Petitioner sought relief by application for a writ of habeas corpus. The Court signed and filed its order to show cause and a hearing was had thereon. Respondent appeared by Mr. Charles E. Houston, Solicitor General of Minnesota, and had with him Mr. R. H. Tahash, the acting Warden of the Minnesota State Prison, who was also in attendance at the hearing to show cause.

The file contents disclose petitioner’s application, respondent’s original return to said order to show cause, together with an affidavit of service thereof on petitioner. The affidavits and all files and papers pertinent to said order as made *258and filed are before the Court and disclose the following information.

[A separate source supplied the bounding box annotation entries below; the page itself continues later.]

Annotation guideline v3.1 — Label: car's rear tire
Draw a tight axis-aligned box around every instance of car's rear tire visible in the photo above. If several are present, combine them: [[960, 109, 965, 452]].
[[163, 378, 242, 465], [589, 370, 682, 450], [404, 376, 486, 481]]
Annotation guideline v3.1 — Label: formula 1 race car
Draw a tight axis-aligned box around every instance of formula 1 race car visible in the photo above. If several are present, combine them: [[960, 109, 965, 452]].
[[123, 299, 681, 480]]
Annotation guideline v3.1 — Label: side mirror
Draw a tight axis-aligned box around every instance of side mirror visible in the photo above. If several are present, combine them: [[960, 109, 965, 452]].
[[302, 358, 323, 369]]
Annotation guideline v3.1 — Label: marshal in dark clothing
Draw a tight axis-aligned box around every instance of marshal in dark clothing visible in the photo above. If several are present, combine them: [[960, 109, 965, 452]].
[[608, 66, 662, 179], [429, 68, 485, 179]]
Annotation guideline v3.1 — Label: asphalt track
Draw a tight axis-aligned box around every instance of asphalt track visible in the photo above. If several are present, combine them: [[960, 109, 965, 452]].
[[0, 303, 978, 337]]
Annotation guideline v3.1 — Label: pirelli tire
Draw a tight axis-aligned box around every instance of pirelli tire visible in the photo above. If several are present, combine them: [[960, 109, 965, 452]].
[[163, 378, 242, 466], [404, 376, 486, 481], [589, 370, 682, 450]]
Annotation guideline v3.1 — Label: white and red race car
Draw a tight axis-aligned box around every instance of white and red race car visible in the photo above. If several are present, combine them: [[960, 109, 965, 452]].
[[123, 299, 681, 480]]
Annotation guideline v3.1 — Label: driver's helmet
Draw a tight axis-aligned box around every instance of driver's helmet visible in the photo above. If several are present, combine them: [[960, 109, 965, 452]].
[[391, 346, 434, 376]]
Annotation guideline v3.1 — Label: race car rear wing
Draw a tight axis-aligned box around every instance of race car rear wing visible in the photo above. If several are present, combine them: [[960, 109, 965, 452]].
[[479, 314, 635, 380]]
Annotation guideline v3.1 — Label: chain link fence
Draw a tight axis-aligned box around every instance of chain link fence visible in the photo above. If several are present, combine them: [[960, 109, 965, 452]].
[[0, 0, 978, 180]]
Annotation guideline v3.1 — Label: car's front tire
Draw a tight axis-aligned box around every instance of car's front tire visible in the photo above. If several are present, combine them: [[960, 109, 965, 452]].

Petitioner is, and for some time past has been, imprisoned by respondent, following arrest, detention and disposition of his case in the Minnesota courts. The petitioner contends that he was denied right to preliminary hearing. That his constitutional rights were violated by failure to advise him of his right to counsel, both by the court and by his attorney, the public defender. That the record erroneously states an alleged plea to first degree manslaughter. That his court-appointed counsel failed to protect his constitutional rights. That the court permitted his wife’s statement admitted in evidence without his consent. That the prosecuting attorney was guilty of misconduct for alleged prejudicial argument to the jury. That he was placed in solitary confinement following trial for a period of two weeks, during which time his time for appeal expired. A good part of his application and the file contents has to do with alleged mistreatment following his initial arrest on February 28, 1955, and his petition for a writ of certiorari in the Supreme Court of the United States and return thereof on September 12, 1958, because his time to appeal had expired.1 Petitioner also complains of inability to obtain transcript of his various proceedings in the State Courts.2

The foregoing will suffice to inform petitioner that his application in the instant case and the file contents, including his and respondent’s returns, have not been overlooked.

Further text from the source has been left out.